The funniest part of the story is this panicky email from the Mayor:
I didn’t think it was possible for the soda industry to be any greedier … They are so committed to stopping this tax from spreading to other cities, that they are not only passing the tax they should be paying onto their customer, they are actually willing to threaten working men and women’s jobs rather than marginally reduce their seven figure bonuses.
Huh. You raise a tax on a product, and the people selling the product don’t cut the price of the product so that the customer pays the same? How scandalous!
The real question in situations like this is: are the people who push for this sort of thing, then act surprised when the inevitable happens, stupid, deluded or just lying? When you tax something, you get less of it. When you subsidize something, you get more of it. This not only just makes sense, it’s also historically supported.
Extra betterness: the city is relying on the soda tax to fund its schools. They had planned on $7.6 million per month in tax revenues for that purpose, but only drew in $2.3 million the first month. So, once again good job: linking childhood education to a tax scheme that you had to know would be a disastrous failure.

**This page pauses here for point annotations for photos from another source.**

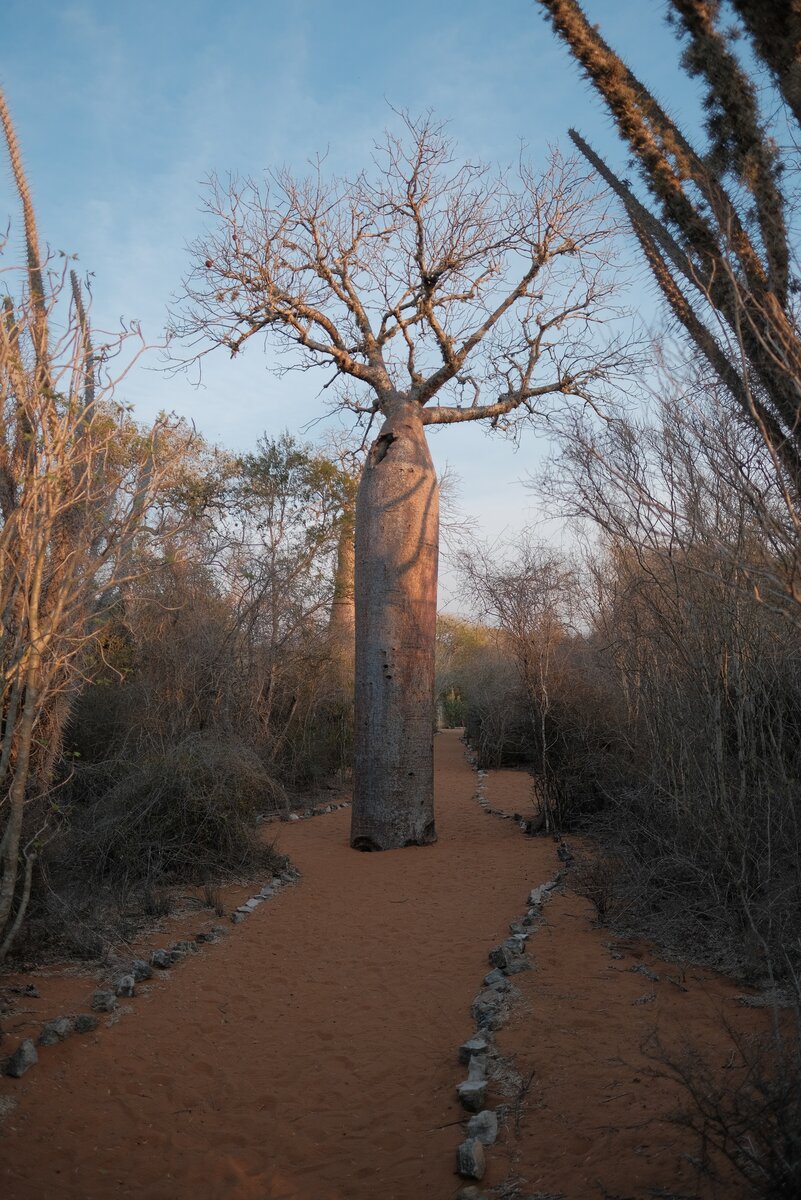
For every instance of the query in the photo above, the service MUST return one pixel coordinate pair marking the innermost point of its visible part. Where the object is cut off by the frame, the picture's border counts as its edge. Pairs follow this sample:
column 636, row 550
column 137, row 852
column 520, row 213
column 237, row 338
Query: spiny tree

Even more betterocity: the results of this have meant that far less soda is sold in town, which means far less soda needs to be moved into town via truck, which means there’s less work for truckers, which means members of the Teamsters Union are seeing up to 70% pay cuts. Good job, Democrats who supported this: you’re ticking off the Teamsters.
For some fun reading, take a look at the Wikipedia page of Philadelphia Mayor Jim Kenney. Right after the section on the sugary drink tax he pushed is a section on his opposition to Donald Trump… with extra emphasis on how he’s going to maintain Philadelphia’s status as a crime-enabling “sanctuary city.” Yeah. I’m sure that’ll work out greeeeeaaaat.